June 1, 2016 / 3:33 PM / a year ago

Kenyan government urges end to protests but opposition defiant

Leaders of Kenya's opposition Coalition for Reforms and Democracy (CORD), Moses Wetangula, Raila Odinga, Johnson Muthama and Nick Salat of KANU attend a rally to mark Kenya's Madaraka Day, the 53rd anniversary of the country's self rule, at Uhuru Park grounds in Nairobi, Kenya, June 1, 2016.Goran Tomasevic

NAIROBI (Reuters) - Kenya's President Uhuru Kenyatta and his deputy on Wednesday urged the opposition to end weeks of demonstrations against the electoral commission, but opposition leaders said protests would continue if their demands for dialogue were not met.

To help ease tensions, Kenyatta on Tuesday met his political rival, the leader of the Coalition for Reforms and Democracy Raila Odinga, but the rare meeting between the two appeared to have little impact.

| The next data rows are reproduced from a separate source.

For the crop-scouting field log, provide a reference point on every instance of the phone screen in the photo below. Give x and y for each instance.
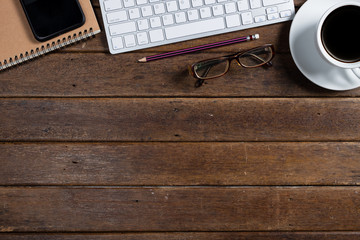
(51, 18)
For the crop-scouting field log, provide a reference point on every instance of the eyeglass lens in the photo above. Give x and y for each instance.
(211, 68)
(216, 67)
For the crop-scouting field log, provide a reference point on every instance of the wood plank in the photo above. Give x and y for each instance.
(182, 119)
(91, 75)
(179, 209)
(189, 236)
(180, 164)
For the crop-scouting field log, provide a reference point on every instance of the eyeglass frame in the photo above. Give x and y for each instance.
(229, 59)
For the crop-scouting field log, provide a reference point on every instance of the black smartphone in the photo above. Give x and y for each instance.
(51, 18)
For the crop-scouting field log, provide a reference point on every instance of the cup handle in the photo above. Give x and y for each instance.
(357, 72)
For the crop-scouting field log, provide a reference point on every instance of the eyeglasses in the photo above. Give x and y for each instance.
(217, 67)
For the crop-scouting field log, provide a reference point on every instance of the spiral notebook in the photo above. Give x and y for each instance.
(17, 42)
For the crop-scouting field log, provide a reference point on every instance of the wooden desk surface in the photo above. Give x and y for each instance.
(97, 146)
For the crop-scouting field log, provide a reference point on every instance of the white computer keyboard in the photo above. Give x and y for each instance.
(136, 24)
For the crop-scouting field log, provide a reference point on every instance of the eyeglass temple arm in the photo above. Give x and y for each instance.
(207, 71)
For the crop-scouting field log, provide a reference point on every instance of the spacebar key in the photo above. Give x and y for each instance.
(194, 28)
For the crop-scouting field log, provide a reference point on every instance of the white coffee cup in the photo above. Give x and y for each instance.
(321, 45)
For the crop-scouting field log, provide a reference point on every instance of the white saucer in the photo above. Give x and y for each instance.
(306, 55)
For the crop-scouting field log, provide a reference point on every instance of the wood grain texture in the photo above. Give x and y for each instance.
(190, 236)
(96, 75)
(179, 119)
(170, 164)
(179, 209)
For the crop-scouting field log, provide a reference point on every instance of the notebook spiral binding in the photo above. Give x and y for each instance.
(59, 43)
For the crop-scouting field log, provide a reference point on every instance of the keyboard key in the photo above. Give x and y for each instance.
(273, 16)
(193, 15)
(130, 41)
(141, 2)
(117, 43)
(180, 17)
(155, 22)
(156, 35)
(134, 13)
(112, 5)
(142, 38)
(261, 18)
(143, 24)
(205, 12)
(129, 3)
(243, 5)
(271, 10)
(197, 3)
(246, 18)
(146, 11)
(208, 2)
(168, 19)
(184, 4)
(233, 20)
(218, 10)
(122, 28)
(159, 8)
(230, 7)
(273, 2)
(286, 13)
(194, 28)
(116, 17)
(255, 3)
(171, 6)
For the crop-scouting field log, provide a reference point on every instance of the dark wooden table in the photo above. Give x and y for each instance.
(97, 146)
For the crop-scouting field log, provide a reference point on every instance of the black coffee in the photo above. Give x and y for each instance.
(340, 34)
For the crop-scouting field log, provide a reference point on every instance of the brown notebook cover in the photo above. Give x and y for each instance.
(17, 42)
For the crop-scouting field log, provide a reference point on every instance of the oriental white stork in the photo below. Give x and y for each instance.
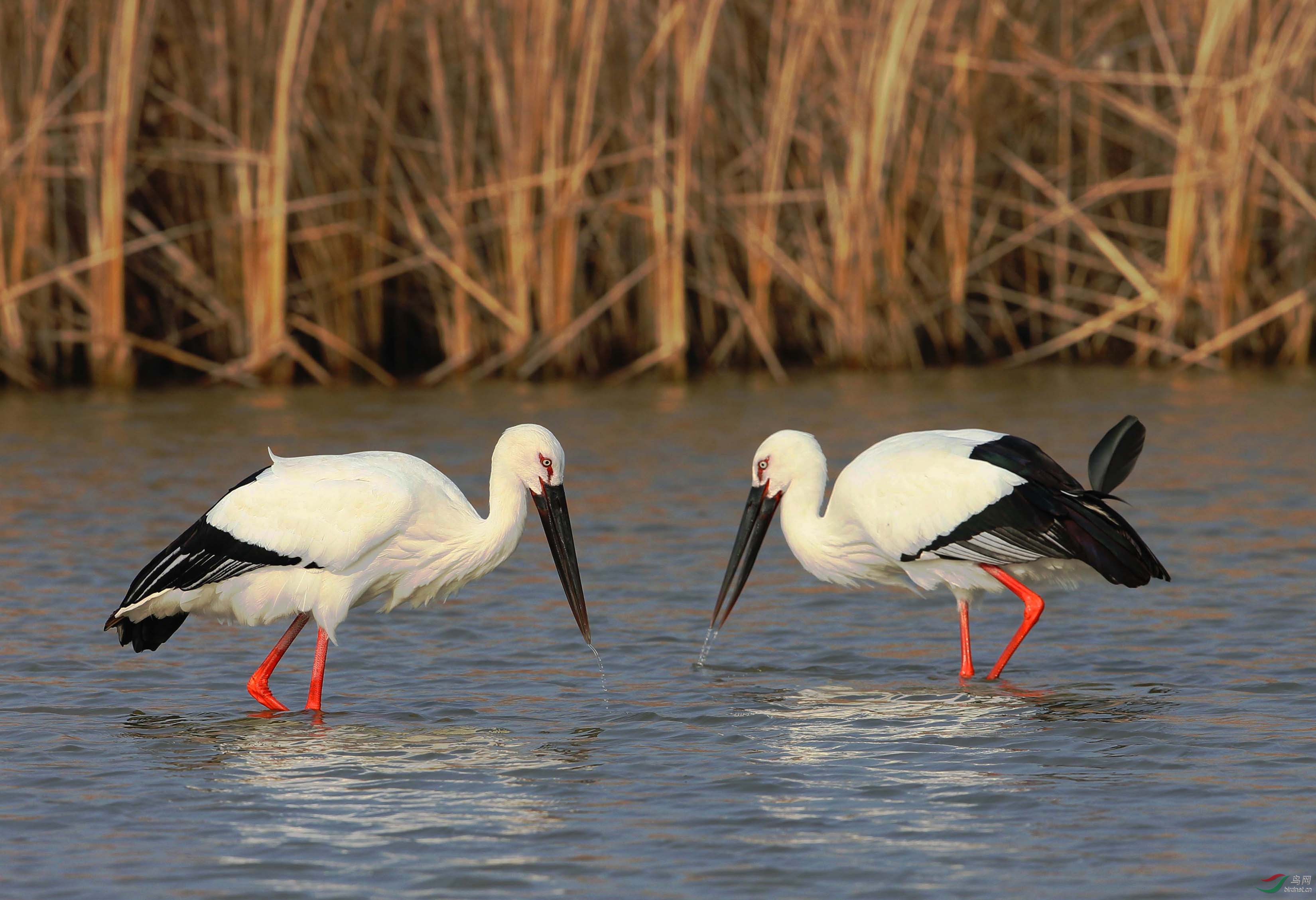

Police in Nairobi fired tear gas at people leaving a rally of the Coalition that was fully authorized and had passed without incident, a Reuters reporter at the scene said.

The opposition wants Kenya's Independent Electoral and Boundaries Commission scrapped, accusing it of bias. The commission's electronic identification system collapsed during the 2013 presidential election that brought Kenyatta to power.

The opposition cried foul but a court declared the result valid and Odinga, who was also running for president, accepted the ruling.

In a speech at a separate event, Kenyatta said the opposition should use legal channels to seek changes to institutions, rather than demonstrations.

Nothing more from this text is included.